Gordon Brown

Personal information
- Full name: Gordon Brown
- Date of birth: 4 February 1932
- Place of birth: Dunfermline, Scotland
- Date of death: 30 December 1999 (aged 67)
- Place of death: Blackburn, England
- Position(s): Winger

Senior career*
- Years: Team / Apps / (Gls)
- ?–1951: Blairhall Colliery
- 1951–1955: Blackburn Rovers / 0 / (0)
- 1955–1959: Newport County / 137 / (14)
- 1959–1961: Gillingham / 67 / (13)
- 1961–1962: Sittingbourne
- Ashford Town

= Gordon Brown (footballer, born 1932) =

Scottish footballer born in 1932

Gordon Brown (4 February 1932 – 30 December 1999) was a Scottish footballer, who made over 200 appearances in The Football League for Newport County and Gillingham between 1955 and 1961.

==Career==
Brown was born in Dunfermline and, upon leaving school, worked at Blairhall Colliery, where he also played football for the colliery's team. In April 1951 he came to the attention of English Football League Second Division club Blackburn Rovers and signed a contract with the Lancashire-based club. He spent four years at Ewood Park and was a regular in the club's reserve team, but proved unable to dislodge more established players from the Rovers' first team. In four seasons with the club Brown was never selected to play a first team match.

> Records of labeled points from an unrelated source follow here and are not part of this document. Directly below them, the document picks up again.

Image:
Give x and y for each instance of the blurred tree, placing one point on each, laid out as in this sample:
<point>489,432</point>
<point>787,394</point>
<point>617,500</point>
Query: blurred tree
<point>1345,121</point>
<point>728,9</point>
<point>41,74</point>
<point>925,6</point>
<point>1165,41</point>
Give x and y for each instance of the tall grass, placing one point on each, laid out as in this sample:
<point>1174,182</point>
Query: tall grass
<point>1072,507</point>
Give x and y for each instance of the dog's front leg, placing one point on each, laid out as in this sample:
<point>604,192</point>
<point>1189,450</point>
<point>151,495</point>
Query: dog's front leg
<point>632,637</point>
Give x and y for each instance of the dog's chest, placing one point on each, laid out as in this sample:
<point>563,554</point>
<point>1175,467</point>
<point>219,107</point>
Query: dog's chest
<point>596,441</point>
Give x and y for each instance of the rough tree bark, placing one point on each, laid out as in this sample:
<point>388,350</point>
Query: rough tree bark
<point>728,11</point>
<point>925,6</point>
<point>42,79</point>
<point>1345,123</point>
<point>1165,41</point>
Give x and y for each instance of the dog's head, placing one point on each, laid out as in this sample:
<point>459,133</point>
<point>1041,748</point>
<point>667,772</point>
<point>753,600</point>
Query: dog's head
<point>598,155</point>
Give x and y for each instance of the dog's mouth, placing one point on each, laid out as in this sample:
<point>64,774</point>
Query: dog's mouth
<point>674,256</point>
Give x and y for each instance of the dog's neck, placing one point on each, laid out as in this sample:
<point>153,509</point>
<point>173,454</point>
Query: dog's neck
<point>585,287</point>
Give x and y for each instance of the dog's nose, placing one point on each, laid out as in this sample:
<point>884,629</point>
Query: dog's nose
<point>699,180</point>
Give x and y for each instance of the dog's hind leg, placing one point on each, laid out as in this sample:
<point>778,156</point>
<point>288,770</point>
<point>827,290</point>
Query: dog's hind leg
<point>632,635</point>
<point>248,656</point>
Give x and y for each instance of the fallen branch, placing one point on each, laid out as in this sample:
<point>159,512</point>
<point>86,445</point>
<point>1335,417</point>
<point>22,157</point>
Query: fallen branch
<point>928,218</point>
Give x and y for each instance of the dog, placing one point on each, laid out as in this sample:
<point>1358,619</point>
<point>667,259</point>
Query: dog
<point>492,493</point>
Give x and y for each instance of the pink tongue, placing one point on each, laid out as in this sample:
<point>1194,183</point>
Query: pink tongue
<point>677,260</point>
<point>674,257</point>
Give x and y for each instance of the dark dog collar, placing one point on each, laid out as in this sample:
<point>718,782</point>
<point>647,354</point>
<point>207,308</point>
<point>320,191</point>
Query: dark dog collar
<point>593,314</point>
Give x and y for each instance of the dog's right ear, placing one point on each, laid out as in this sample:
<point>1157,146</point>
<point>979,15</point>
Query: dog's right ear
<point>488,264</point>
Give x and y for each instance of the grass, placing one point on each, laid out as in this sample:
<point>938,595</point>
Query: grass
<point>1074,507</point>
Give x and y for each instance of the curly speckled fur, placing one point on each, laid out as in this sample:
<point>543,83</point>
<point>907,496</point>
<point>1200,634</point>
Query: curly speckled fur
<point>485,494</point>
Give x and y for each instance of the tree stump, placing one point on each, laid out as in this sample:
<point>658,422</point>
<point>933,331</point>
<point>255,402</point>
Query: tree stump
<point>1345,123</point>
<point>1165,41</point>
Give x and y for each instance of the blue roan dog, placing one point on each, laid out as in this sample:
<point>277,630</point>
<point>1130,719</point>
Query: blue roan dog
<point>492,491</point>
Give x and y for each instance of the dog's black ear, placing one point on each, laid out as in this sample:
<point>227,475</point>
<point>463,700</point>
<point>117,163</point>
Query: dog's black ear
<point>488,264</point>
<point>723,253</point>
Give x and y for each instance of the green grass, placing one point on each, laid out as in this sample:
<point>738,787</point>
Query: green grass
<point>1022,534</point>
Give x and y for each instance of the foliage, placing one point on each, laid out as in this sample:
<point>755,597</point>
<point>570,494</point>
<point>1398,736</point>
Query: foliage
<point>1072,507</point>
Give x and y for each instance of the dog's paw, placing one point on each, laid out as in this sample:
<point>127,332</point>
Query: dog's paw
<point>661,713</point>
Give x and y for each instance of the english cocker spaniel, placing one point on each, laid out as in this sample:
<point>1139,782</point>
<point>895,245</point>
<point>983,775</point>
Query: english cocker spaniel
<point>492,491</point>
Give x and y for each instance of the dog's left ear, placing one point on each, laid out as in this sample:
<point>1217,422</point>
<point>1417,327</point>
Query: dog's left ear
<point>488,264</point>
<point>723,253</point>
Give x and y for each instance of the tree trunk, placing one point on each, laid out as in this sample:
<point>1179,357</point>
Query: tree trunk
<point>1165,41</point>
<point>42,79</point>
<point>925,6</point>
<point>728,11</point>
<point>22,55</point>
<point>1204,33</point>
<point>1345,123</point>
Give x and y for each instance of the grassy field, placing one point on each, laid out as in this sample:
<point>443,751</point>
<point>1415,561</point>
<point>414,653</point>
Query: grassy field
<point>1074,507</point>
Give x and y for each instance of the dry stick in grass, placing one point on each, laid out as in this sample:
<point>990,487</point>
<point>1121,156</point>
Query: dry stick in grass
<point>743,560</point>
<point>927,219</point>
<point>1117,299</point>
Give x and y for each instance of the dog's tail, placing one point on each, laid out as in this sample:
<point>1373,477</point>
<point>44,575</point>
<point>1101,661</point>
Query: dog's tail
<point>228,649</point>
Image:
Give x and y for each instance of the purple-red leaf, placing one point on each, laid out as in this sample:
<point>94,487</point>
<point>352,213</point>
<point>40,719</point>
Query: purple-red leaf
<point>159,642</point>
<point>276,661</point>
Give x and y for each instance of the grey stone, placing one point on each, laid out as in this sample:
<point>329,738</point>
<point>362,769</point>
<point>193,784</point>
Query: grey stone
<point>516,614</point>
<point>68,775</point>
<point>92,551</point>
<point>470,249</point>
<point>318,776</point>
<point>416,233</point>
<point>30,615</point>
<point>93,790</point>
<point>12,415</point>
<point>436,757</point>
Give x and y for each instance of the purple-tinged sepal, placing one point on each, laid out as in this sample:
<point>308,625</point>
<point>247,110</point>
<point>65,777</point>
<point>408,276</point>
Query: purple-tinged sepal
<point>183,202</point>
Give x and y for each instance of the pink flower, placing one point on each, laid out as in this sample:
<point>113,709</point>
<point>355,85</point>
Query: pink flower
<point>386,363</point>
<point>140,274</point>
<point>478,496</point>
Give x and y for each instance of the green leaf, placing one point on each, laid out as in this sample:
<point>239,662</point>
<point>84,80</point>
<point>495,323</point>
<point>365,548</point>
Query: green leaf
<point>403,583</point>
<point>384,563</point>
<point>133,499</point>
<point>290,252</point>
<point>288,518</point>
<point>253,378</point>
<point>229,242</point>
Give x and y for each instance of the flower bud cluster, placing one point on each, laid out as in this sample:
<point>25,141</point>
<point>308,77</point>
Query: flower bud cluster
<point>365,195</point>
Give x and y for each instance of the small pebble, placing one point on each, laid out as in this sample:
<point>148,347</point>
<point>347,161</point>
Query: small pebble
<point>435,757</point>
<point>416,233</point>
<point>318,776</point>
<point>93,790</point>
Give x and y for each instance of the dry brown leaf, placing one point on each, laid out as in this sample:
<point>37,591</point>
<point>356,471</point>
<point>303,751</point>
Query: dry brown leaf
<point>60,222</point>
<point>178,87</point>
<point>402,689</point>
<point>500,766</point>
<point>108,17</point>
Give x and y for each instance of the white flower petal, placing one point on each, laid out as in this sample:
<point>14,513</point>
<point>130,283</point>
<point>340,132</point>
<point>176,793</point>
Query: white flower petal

In 1955 Brown was allowed to leave Rovers, and signed for Newport County of the Third Division South. He soon became a favourite with the Somerton Park crowd, and was a regular in the team for four seasons, making over 140 appearances in total and scoring 15 goals. In the 1957–58 season he helped the club to its best finishing position for six seasons.

In 1959 he left Newport to join Fourth Division club Gillingham. In his first season with the Kent-based club he played regularly as a winger and scored 12 goals to finish the season as the team's second-highest goalscorer behind Pat Terry. However, he only scored one goal the following season and departed Priestfield Stadium in the summer of 1961.

Brown then moved to non-league football and joined Southern League Division One club Sittingbourne for the 1961–62 season; he wasn't retained by the club at the end of the season. It is also recorded that he was attached to Ashford Town.

There are no details known of Brown's life after his playing career ended, although it is known that he died in 1999.